I’ve had a bit of a busy teaching schedule this last couple months, and then last week I faced a few moderate challenges. In the midst of these times, being tired and overwhelmed, there is a part of me that wants to sleep in, or get work done, and skip my meditation. Yet there is another part of me that gently whispers: meditate.
One of this week’s challenges was going to the dentist to deal with a cracked tooth. The assistant, knowing I was a yoga teacher rather jokingly said: “just breathe.” I smiled at her wanly and thought, “yeah, right.” But I did, repeatedly, and found a degree of serenity sweep over me when I closed my eyes and took a few deep breaths. For some reason this surprised me. And as I felt myself calming down, something became clear to me: this is a result of my meditation practice.
Each day I sit to meditate, and in some ways it feels like not much is happening. Yet when I look closely at the rest of my life, how I relate to people, how I deal with challenges, I see a definite positive effect. The part of me that knows this whispers to me: meditate.
These days, when I don’t meditate, I feel like something in myself is “off.” It is not unlike how I feel when I’ve not eaten well. It can be subtle and hard to detect, but as I’ve been cleaning up my diet, I’ve noticed more the effect when I’ve made poor food choices. I just don’t feel well. I feel “off.” Likewise if I don’t get exercise, or miss my asana practice.
As I’ve pondered this, I’ve realized that I’ve gone to great lengths to sustain my physical body through food and exercise, with the positive effects of feeling better. Why wouldn’t it make sense that meditation is feeding and exercising a part of me that also needs nourishment, and that by doing so, I would feel the effects? The meditation practice is helping me to align and center, allowing me to function so much more effectively and easefully in my life. It has opened up a calm spacious awareness that is now more readily accessible during the challenges of my life. And it is that space that continues to whisper to me: meditate.

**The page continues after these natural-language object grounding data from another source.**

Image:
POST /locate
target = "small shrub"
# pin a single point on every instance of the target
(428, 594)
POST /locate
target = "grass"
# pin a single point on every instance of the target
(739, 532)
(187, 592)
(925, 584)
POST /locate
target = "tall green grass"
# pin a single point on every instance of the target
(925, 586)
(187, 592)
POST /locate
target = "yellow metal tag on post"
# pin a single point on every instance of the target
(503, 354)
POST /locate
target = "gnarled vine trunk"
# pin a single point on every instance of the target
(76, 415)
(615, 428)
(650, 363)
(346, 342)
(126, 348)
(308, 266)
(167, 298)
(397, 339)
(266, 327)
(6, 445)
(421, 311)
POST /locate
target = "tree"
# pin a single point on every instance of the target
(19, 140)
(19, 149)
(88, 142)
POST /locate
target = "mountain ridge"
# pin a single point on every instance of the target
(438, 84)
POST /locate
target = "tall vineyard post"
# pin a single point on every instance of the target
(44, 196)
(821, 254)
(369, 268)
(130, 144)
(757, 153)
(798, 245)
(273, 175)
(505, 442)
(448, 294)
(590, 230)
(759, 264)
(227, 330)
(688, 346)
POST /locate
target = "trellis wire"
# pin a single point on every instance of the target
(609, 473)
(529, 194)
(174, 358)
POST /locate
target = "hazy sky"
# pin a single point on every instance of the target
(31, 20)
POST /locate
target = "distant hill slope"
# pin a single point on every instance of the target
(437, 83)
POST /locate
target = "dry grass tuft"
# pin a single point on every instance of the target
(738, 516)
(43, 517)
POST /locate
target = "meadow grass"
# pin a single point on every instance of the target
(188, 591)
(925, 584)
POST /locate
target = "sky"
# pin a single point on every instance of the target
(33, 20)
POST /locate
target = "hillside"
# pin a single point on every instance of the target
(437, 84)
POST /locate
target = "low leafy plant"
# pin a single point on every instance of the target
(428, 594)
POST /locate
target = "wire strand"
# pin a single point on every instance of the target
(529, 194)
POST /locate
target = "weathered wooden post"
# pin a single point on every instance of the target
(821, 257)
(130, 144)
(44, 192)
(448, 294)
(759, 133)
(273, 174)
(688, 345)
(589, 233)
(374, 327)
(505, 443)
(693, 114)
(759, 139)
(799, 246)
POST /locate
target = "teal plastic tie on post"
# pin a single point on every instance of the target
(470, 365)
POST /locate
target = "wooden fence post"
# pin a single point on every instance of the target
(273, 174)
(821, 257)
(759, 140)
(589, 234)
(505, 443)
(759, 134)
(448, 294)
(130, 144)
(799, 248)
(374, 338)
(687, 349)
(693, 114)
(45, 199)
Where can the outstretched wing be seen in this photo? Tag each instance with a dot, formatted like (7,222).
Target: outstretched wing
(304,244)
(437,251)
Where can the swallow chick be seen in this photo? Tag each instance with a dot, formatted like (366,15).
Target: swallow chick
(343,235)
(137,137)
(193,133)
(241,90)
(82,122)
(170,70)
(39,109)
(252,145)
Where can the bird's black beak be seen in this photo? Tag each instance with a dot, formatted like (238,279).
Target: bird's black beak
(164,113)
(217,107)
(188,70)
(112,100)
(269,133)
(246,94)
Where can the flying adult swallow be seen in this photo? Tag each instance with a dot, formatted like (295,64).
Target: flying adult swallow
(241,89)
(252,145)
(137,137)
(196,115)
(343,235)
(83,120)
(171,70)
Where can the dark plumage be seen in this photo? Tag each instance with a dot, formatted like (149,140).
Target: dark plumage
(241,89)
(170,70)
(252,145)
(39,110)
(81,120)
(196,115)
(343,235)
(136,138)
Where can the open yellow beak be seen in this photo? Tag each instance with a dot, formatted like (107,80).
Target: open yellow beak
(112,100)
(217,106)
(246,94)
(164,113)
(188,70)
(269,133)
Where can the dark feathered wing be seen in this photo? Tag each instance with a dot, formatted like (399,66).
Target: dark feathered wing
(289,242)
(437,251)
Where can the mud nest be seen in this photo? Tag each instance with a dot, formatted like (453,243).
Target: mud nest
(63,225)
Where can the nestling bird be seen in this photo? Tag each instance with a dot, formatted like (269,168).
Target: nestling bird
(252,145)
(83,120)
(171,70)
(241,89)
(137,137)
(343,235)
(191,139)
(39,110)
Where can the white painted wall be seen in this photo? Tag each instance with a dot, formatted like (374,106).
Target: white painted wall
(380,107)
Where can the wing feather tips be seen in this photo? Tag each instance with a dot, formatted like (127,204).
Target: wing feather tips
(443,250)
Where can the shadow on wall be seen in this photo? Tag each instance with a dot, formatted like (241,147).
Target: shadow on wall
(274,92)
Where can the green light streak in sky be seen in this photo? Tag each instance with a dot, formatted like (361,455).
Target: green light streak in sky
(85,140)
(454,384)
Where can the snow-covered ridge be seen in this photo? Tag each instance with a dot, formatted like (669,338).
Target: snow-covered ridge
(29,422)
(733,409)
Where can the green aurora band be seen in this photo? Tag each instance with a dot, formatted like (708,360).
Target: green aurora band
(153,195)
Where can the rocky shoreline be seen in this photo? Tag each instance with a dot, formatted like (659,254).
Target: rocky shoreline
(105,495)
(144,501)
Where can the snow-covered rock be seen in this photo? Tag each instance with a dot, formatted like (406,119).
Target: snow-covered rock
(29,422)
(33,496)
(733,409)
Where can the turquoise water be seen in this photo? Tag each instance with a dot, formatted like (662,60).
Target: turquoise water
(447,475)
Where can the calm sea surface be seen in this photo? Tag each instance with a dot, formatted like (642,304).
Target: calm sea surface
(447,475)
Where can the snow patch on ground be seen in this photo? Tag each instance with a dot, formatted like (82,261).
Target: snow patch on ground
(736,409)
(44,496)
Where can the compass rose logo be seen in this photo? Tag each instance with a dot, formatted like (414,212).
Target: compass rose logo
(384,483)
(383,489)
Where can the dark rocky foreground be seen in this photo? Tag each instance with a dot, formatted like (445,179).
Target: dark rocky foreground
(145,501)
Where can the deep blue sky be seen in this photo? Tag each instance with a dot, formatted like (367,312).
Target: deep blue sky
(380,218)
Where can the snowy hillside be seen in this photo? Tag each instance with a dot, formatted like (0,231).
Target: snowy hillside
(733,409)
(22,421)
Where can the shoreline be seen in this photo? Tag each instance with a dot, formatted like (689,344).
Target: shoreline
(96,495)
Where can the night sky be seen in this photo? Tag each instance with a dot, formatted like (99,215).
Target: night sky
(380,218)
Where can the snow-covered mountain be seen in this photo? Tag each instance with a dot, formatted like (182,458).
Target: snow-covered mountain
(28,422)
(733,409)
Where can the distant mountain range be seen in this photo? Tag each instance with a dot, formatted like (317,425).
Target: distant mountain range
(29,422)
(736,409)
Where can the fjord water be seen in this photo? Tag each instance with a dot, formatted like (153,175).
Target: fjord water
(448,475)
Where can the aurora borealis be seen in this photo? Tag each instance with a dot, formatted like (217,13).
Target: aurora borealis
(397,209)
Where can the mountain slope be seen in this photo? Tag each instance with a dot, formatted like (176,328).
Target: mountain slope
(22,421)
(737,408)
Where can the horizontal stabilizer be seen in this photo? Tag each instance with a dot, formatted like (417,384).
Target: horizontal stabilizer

That whispering voice has been there for many years. As I cultivated a rigorous asana practice, and began to explore yoga philosophy, that whisper was always there: meditate. But I ignored it: I didn’t have the time, the time wasn’t right, I don’t have the resources, insert-your-excuse here. My major excuse was that I wanted a meditation teacher whose philosophy aligned with the tantric yogic path I was pursuing. That finally gave way when I heard Paul Muller-Ortega speak at a teacher training. He was talking about philosophy in a way that made so much sense, and I when I found out he taught meditation, that voice got a little louder: meditate.
From the time I received initiation from Paul, my biggest regret has been that I didn’t start sooner. Over and over, I have said to myself and to others: I am so lucky. I am so fortunate to have finally heeded the call of my inner voice and made meditation a part of my life. Not that it has been entirely easy. I have had lapses, I’ve wanted to quit. But that voice kept calling.